Затем, по мере развития рационального мировосприятия, подлинная связь и отношения человека со Всевышним раскрываются через вспышки Откровений, ниспосылаемых по единой линии пророчеств и фиксируемых в Книге писаний. Энергия Откровений возрождает в народах свет живой веры, которая наполняет жизнь смыслом и не нуждается в рациональных объяснениях, понятиях и внешних культах.

Но по мере того, как воспринятая энергия пророчеств и обретенная живая вера постепенно угасают в человеческой массе исторических народов, подвергаясь искажениям, лицемерию и самообману, возникает особый институт для консервации, укрепления и охранения рационального «осадка» веры и рассудочных аспектов связи человека с Богом. И дальше он используется для укрепления морали, общественного влияния и политической власти.

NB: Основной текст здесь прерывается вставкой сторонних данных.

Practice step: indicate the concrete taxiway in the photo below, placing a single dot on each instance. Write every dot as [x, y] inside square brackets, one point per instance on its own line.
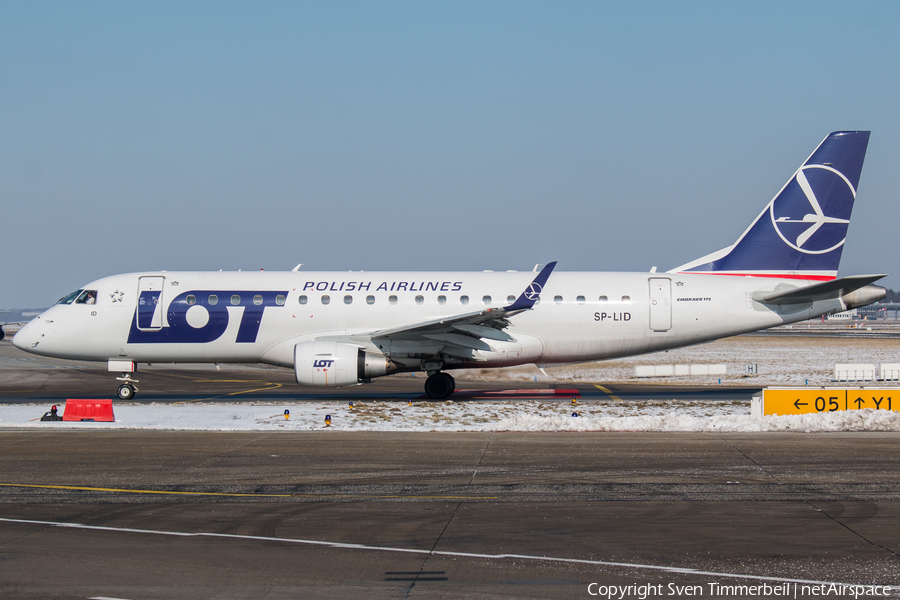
[31, 379]
[164, 514]
[250, 515]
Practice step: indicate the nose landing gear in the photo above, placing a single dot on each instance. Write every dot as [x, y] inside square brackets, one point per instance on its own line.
[439, 386]
[127, 390]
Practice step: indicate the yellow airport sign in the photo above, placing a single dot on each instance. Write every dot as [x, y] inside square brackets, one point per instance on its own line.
[804, 400]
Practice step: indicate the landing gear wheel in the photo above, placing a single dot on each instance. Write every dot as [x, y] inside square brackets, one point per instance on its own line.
[439, 386]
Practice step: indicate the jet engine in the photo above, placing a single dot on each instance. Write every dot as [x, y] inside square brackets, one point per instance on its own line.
[323, 363]
[864, 296]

В результате сублимации живой веры она становится всего лишь поводом для укрепления социальных позиций религии и удобной формой для особых технологий внешнего манипулятивного управления. В данном случае сублимация обозначает особый механизм человеческой психики, посредством которого энергия внутреннего напряжения (вдохновение, озарение, интуитивное знание, спонтанное решение проблемы и другие измененные состояния сознания) перенаправляется на внешние мирские цели, задачи и действия.

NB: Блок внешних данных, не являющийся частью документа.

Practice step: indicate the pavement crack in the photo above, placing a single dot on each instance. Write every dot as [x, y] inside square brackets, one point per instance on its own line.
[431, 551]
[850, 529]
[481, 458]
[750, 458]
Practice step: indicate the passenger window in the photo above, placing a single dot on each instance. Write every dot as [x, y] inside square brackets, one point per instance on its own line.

Сублимированная вера сначала существует в форме конфессии — союза единоверцев. Помимо искренне верующих, в них объединяются разного рода «попутчики», «последователи» и «равнодушные», которые лишены внутреннего напряжения веры и обращают внимание лишь на социальную форму и материальные преимущества принадлежности к конфессии.

И постепенно, по мере дальнейшего усиления социальной обусловленности на основе однородных конфессиональных союзов выстраивается институциональная религия, опирающаяся на церковь, священнослужителей, канонизированные обряды и религиозные догматы. А дальше — только от соотношения энергии живой веры, хранящейся в «тайниках сердца», и силы социального принуждения зависит, как скоро институт религии окажется во власти «Князя мира сего».

О ТРАДИЦИОННОМ ИСЛАМЕ КАЗАНСКИХ ТАТАР

В российском исламе и православии доминирует представление о вере («иман»), а не понятие религии в смысле внешнего института. В этом своеобразие исторического опыта правоверных и православных: социализация живой веры трансформировала массовое сознание верующих в меньшей степени и в иных формах, чем в западных конфессиях.

Коран следует единой линии откровений и пророчеств, поэтому не делит живую веру на религии. «Те, которым дано писание, разделились в мнениях уже после того, как получили знание, из ревности одних к другому» (К.3:19). Другое дело, что исторический ислам отошел от коранического откровения, повторил ошибки предшествующих религий и сам превратился в отдельную религию.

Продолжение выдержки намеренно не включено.